Sunday, January 06, 2013
For whatever reason, I feel the need to sign up for 1 event each year that not only allows me to do some form of exercise, but also fundraise. Past events include a Half Marathon (with Team in Training) and the Susan G. Komen 3-Day for the Cure.
This year, I'm on the fence. I'm really interested in doing the Nike Women's Half Marathon in DC in May with Team in Training. I'm also trying to decide if I want to walk the 3-day again here in Atlanta, or maybe the Avon Breast Cancer Walk in either Charlotte or DC.

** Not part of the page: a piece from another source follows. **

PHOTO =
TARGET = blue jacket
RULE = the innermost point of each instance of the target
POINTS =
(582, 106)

I've had personal connections with each of these organization. My Mother-in-Law died from Leukemia. My best friend had breast cancer. I'm glad I did these things. I'm just not certain if those are events I want to do again, or if I want to try to find another option.

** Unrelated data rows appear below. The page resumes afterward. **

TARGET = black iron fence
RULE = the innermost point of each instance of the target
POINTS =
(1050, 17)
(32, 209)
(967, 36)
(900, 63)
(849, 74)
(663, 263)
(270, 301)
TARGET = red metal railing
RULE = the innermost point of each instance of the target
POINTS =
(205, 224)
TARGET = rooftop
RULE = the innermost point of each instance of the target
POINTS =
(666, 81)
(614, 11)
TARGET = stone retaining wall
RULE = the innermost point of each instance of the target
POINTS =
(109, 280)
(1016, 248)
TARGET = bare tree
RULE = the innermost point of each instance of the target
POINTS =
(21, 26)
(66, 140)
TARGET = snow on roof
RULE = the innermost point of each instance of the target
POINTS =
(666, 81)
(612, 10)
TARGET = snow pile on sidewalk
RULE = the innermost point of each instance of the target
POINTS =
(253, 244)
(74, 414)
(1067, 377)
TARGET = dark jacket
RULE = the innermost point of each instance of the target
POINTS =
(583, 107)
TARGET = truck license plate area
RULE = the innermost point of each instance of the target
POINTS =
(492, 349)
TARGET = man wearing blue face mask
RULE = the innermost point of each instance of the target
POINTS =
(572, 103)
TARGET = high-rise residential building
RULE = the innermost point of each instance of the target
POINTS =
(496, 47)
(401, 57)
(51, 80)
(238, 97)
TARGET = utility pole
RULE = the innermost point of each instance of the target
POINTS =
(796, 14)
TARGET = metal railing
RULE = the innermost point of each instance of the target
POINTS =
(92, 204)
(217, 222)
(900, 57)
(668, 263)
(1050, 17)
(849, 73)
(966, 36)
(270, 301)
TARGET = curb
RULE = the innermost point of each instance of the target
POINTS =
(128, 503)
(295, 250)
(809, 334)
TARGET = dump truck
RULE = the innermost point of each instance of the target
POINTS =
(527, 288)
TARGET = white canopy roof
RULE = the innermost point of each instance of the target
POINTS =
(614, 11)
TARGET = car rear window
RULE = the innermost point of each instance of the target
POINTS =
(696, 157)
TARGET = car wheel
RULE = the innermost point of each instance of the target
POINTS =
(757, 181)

There's the Tour de Cure for the American Diabetes Association. Many of my dad's health complications were caused by his diabetes. I may just add this as another event. The fundraising minimum is only $200. My bigger challenge would be my fear of riding with all those other people. For whatever reason, the idea falling off a bike in a crowd freaks me out.
I really wish there was more with the American Cancer Society. Their determiNation part of their website doesn't look current. There's always Relay For Life, but again, that's another I can just do. It doesn't have quite the same time or fundraising commitment that makes me feel like I'm really committed. (Sounds weird I know, but donation amounts are smaller.) This organization is more personal for me.

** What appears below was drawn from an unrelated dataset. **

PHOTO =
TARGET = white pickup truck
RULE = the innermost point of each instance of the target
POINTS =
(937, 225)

I was diagnosed with cancer when I was 25. I remember when I hit my 5 year mark, I was so excited. I'd gone quite a bit of time since then, but the past few months have run into a couple more scares. Starting in September, I had stuff going on in 3 different systems of my body. In October, I had precancerous polyps removed. Because of my lovely family medical history, I have some increased risk there. In November, my urologist, fortunately, ruled out bladder cancer after some concerns there. I go back to my other doctor in Feb for something else we're currently watching. Last time I went things weren't worse, but they weren't better. Because of everything else I had going on, he wanted to give my body a chance to rest. While I'm not freaked out, I'm a little concerned because of my past.
Anyway, I want to raise money for an organization that doesn't just focus on one type of cancer, or disease. I think all of them are worth causes -- I'm just trying to figure out which organization I'm going to commit to this year.